Этот доклад представляет собой несколько видоизмененную часть статьи “Православие, оккультизм и волшебные сказки”, которую желающие могут прочитать на форуме диакона Андрея Кураева или здесь. Я не ставлю сейчас своей целью христианскую проповедь, однако о сказках собираюсь говорить со своей, вполне определённой и достаточно выстраданной позиции, и думаю, что имею право на этой позиции стоять. Главным образом заключается она в том, что в Библии содержится истина. Сказки тоже очень часто повествуют нам об истине, но несколько другим путём. Оговорю сразу, что я буду рассматривать лишь волшебные сказки, которые Толкиен называл fairy story, поскольку сказки бывают разные, в том числе и весьма и весьма недобрые, мрачные, где торжествует зло (я говорю не о событийном плане, а об общем ощущении безнадёжности), сказки с недобрыми чудесами и т.д. Главное в волшебной сказке – это то, что она рассказывает нам о мире, где есть Бог. Далеко не всегда Он действует там явно, как в Писании или как, например, в андерсеновской “Снежной королеве”, где Герда читает “Отче наш”, и появляются ангелы, которые разгоняют армию снежных чудовищ. Чаще Божье имя даже не упоминается в повествовании, однако мир волшебной сказки – это всегда мир, в котором существует некий высший критерий истины, которым поверяется всё; где присутствуют два противоборствующих полюса - добро и зло, и где добро побеждает, поскольку истина – на его стороне.

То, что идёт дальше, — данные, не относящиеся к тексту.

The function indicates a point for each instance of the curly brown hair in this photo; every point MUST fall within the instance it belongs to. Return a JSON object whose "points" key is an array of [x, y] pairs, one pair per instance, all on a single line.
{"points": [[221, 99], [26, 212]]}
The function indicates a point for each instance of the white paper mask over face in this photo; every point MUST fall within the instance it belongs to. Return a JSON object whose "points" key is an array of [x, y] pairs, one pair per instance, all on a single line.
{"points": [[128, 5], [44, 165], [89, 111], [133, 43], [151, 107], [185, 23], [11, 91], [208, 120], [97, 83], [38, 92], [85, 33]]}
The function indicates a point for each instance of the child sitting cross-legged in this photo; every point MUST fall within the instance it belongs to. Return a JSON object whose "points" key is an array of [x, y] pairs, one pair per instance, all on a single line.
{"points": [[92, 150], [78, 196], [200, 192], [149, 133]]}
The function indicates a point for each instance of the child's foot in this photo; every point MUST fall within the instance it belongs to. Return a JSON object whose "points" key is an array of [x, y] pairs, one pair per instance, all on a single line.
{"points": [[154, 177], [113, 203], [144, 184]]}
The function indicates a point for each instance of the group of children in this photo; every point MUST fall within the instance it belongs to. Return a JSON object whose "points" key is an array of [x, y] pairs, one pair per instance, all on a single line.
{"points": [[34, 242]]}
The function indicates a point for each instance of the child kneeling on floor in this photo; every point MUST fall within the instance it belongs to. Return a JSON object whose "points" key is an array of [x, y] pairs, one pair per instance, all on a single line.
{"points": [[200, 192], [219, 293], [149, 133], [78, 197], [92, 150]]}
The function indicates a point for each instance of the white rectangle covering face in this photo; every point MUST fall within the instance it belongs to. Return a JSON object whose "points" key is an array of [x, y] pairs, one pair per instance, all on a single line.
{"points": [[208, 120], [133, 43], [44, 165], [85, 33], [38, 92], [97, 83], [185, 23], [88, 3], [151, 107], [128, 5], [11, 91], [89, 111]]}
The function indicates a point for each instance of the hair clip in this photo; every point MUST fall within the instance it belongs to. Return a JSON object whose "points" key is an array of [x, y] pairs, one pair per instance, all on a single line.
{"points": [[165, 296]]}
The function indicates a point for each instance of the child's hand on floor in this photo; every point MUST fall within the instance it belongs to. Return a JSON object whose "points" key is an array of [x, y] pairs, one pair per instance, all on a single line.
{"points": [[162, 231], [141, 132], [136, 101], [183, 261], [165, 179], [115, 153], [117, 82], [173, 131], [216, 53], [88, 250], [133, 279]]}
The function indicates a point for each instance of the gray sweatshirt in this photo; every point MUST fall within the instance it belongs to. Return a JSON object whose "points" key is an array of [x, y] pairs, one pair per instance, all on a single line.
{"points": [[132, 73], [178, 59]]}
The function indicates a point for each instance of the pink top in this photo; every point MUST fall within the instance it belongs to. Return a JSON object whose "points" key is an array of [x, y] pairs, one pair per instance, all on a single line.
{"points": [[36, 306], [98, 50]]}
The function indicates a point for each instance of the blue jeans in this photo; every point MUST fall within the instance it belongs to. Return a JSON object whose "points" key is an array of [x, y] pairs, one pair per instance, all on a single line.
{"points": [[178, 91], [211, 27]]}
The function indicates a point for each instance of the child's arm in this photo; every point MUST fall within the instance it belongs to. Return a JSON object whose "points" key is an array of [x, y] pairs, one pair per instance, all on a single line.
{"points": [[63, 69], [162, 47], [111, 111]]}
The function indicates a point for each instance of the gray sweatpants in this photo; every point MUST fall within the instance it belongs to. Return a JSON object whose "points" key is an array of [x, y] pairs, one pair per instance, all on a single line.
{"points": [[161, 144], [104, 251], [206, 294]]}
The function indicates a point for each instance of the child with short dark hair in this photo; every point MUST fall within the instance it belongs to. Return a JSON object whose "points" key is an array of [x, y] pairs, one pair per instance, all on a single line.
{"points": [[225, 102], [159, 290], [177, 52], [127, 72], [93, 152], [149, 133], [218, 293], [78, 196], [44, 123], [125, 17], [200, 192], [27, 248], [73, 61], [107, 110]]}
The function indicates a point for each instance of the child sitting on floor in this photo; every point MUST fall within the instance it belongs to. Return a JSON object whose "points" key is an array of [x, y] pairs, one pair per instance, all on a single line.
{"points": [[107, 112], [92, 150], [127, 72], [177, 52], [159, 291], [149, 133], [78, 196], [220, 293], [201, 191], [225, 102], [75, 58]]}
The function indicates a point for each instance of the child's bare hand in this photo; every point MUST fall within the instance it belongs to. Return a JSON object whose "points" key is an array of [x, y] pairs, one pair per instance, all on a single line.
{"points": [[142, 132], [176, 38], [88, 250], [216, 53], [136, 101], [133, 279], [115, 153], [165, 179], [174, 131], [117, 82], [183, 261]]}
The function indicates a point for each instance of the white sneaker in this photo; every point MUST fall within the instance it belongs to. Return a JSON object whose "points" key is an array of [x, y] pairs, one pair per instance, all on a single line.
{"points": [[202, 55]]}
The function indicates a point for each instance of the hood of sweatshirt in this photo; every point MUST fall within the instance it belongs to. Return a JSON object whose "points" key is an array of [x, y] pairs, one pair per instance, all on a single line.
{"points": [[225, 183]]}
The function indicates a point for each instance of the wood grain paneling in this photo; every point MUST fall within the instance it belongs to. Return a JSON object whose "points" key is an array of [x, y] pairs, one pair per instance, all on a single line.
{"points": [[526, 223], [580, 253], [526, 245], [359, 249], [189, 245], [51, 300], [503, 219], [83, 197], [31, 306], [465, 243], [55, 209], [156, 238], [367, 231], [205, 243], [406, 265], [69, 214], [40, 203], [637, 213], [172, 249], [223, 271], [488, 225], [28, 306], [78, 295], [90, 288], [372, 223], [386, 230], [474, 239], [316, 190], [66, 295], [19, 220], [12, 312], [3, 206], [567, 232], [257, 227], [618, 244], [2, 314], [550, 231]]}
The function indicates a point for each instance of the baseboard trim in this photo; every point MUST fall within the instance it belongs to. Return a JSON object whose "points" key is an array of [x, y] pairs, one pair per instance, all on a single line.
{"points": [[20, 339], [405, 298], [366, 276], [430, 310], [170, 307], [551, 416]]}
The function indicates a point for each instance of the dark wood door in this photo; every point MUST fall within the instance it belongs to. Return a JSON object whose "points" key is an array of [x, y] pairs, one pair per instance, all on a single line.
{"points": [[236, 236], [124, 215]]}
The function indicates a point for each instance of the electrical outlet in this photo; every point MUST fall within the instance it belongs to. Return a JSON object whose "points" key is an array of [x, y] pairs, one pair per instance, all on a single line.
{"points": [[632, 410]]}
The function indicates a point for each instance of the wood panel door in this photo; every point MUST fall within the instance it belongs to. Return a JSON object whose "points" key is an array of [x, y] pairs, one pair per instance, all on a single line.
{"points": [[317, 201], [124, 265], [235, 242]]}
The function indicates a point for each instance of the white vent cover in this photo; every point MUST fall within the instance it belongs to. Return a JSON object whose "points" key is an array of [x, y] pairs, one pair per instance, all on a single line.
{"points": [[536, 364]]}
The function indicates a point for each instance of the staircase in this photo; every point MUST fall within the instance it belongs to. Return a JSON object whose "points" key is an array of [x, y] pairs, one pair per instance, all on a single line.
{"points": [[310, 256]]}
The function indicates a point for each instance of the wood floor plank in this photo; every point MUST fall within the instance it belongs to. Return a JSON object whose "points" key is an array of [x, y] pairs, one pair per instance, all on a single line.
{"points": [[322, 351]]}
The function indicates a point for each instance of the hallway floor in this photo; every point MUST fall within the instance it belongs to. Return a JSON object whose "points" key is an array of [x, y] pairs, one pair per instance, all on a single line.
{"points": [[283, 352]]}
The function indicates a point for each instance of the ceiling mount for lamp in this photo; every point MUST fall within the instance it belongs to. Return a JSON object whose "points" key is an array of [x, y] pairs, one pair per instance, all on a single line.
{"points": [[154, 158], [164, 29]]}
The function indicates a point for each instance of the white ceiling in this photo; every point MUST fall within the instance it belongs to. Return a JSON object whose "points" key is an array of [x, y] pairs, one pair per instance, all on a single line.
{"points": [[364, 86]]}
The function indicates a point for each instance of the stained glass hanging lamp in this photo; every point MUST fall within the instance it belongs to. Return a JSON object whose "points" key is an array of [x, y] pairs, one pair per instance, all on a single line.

Мир волшебной сказки – мир чудес, но ни в коем случае не мир магии, как она понимается в большинстве произведений жанра “фэнтэзи” или “игрушек” в стиле AD&D. Магия волшебной сказки не оккультна, не технологична, её природа никогда не объясняется и не требует объяснений, но добрый волшебник почему-то всегда сильнее злого, даже если внешне он терпит поражение, как Финрод в поединке с Сауроном. Однако к природе сказочного волшебства мы вернемся чуть позже. Как-то в одной сугубо научной книге, исследующей волшебные сказки с точки зрения морфологических особенностей жанра (речь, как вы уже догадались, пойдёт об известной работе Владимира Проппа “Морфология волшебной сказки”), я обнаружила очень интересную вещь. Анализируя основные функции персонажей русских народных сказок из сборника Афанасьева, исследователь приходит к неожиданному для себя выводу, что все волшебные сказки единообразны по своей форме, которую можно свести к некоему набору сюжетных ходов, повторяющихся в различных вариациях от сказки к сказке. Выделив некоторые из них, я с не меньшим удивлением обнаружила, что большинство этих сюжетных ходов, взятые в своей последовательности, складываются в целостную картину, в которой нетрудно признать основные этапы истории человечества, изложенной в Ветхом и Новом Завете. Судите сами.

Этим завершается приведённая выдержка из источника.